Using Navigation Platforms to Boost Health Care Decisions
By Lin Grensing-Pophal | SHRM
The effectiveness of these tools relies on communications and personalization
Workers with employer-sponsored health care often struggle to understand the benefits available to them. They seek support both for choosing appropriate plans and for navigating the health care system with their coverage.
Ill-informed health care decisions drive up the cost of care and are detrimental to employees’ health and well-being. Online navigation platforms aim to help employees make better choices.
Help for HR Departments
Marcia Otto, vice president, product with HealthAdvocate, a firm that provides support to help employees navigate the health care system, said she’s seen increasing interest in health care navigation systems, but also “a long uptake for [employers] to purchase them and offer them to their employees.”
Companies also benefit from having health care navigation platforms that meet employees’ needs.
What to Look For
Effective use of health navigation platforms relies heavily on personalization—but the right kind of personalization.
At the basic level, Otto said, there are systems that simply show employees their benefits options and provide links to them. More-sophisticated systems, she explained, can leverage benefits about the employee based on information they’ve provided or their health history to customize the experience for them—even the ability to generate reminders or prompts when employees should be making appointments or taking other actions relative to their personal health care needs.
Employers also benefit from aggregated data that helps them track the health of their workforce and identifies prominent health risks that can be addressed through wellness programs, such as high rates of diabetes or pre-diabetes.
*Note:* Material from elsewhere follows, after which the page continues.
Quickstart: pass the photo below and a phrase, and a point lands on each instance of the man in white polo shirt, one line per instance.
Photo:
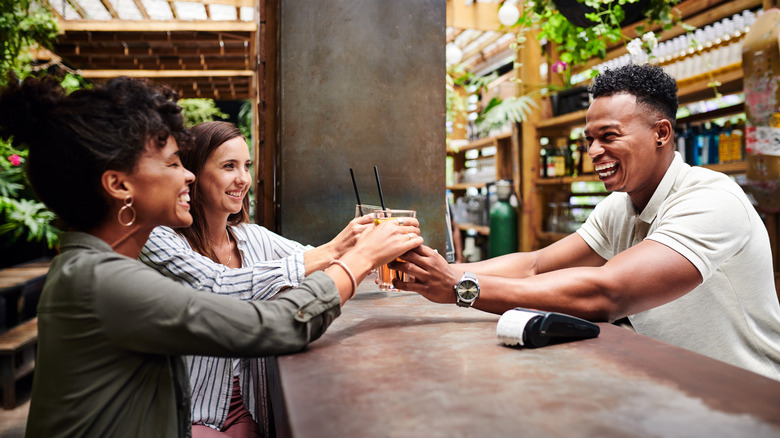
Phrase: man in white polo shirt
(679, 250)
Communication Beyond Open Enrollment
Given this situation, software developers are aiming to create “a benefits engagement platform [that] helps employees make smarter decisions in the moments when your benefits are most meaningful to them.” “There need to be communications telling employees that this exists,” Health Advocate’s Otto said. The platform itself, she said, should also have the functionality to reach out with messaging to employees based on their characteristics, needs and interests.